Monday, October 13, 2014

Frame Sequence Generator 6 (FSG6)

Frame Sequence Generator 6 (FSG6) interpolates views between a left image and a right image using the left and right disparity/depth maps. FSG6 relies on backward mapping/warping as explained in View Interpolation (forward mapping/warping and backward mapping/warping).

The input to FSG6 is:
- left image,
- right image,
- left depth map,
- right depth map,
- minimum disparity and maximum disparity (the ones you used to generate the left depth map), and
- the number of frames needed.

The number of frames includes the left and right images. As an example, if the number of frames requested is 3 and the file type of image 1 (left image) is png, the interpolated views will be named frame0.png, frame1.png, and frame2.png. The first frame (in this case, frame0.png) is always a copy of image 1 (left image) and the last frame (in this case, frame3.png) is always a copy of image 2 (right frame).

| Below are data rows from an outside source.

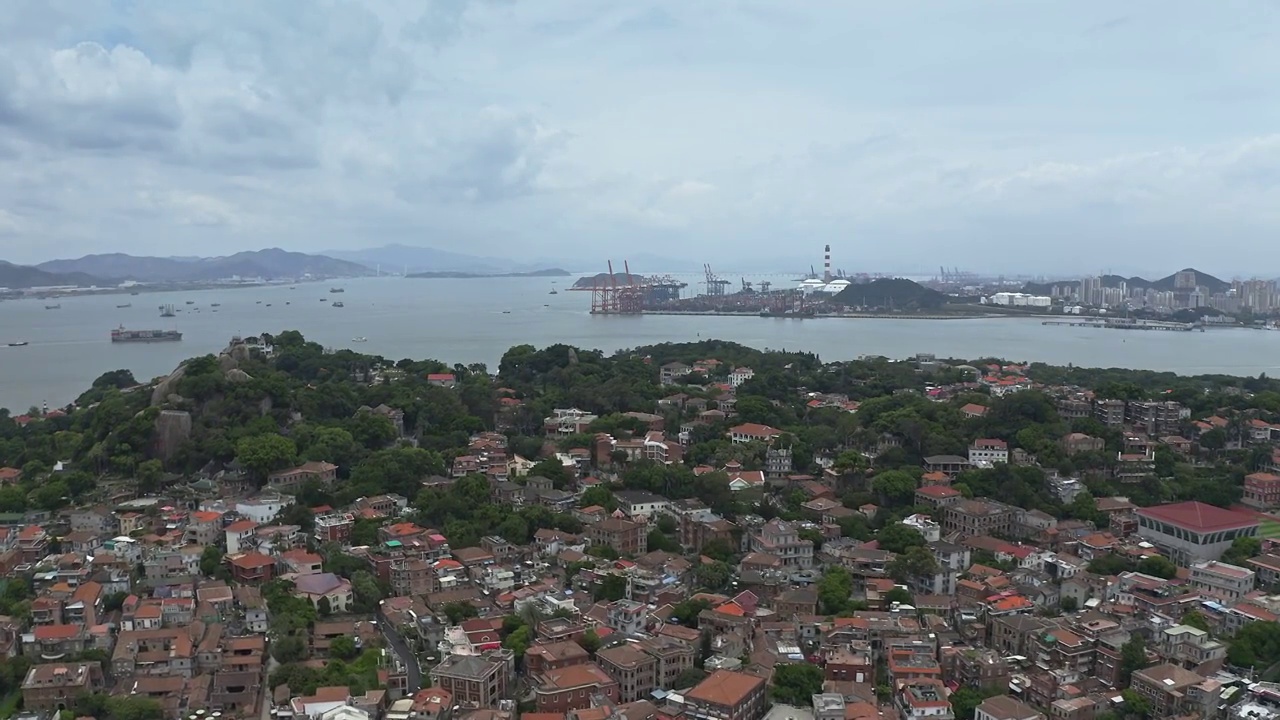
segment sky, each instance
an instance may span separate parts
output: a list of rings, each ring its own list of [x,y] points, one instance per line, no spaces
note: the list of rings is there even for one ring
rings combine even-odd
[[[6,0],[0,259],[1280,276],[1277,0]]]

What follows is for depth map generators that only generate the left depth map:

To generate the right depth map after having generated the left depth map (using any automatic depth map generator that only outputs a left depth map), all you have to do is flip the right image horizontally (that's gonna be your new image 1), flip the left image horizontally (that's gonna be your new image 2), and give the two new images to the depth map generator keeping the minimum and maximum disparities unchanged (and any other parameter unchanged as well). The resulting depth map is the right depth map once it has been flipped horizontally. Flipping an image horizontally is quite easy to do in Photoshop or The Gimp.

In contrast, if your favorite depth map generator generates both depth maps in one shot like DMAG5 or DMAG6, then you don't have to do any of the flipping mentioned above. All you need to do is color invert the right depth map so that the foreground is white and the background is black, just like for the left depth map.

The interpolated views can be used to make an animated 3d gif (wiggle) or to make a lenticular (via interlacing).

If you want to see FSG6 in action, you may want to have a look at 3D Photos - Pumpkins since I give an illustrated example that starts with a stereo pair and ends with a wiggle gif containing the intermediate images computed by FS6.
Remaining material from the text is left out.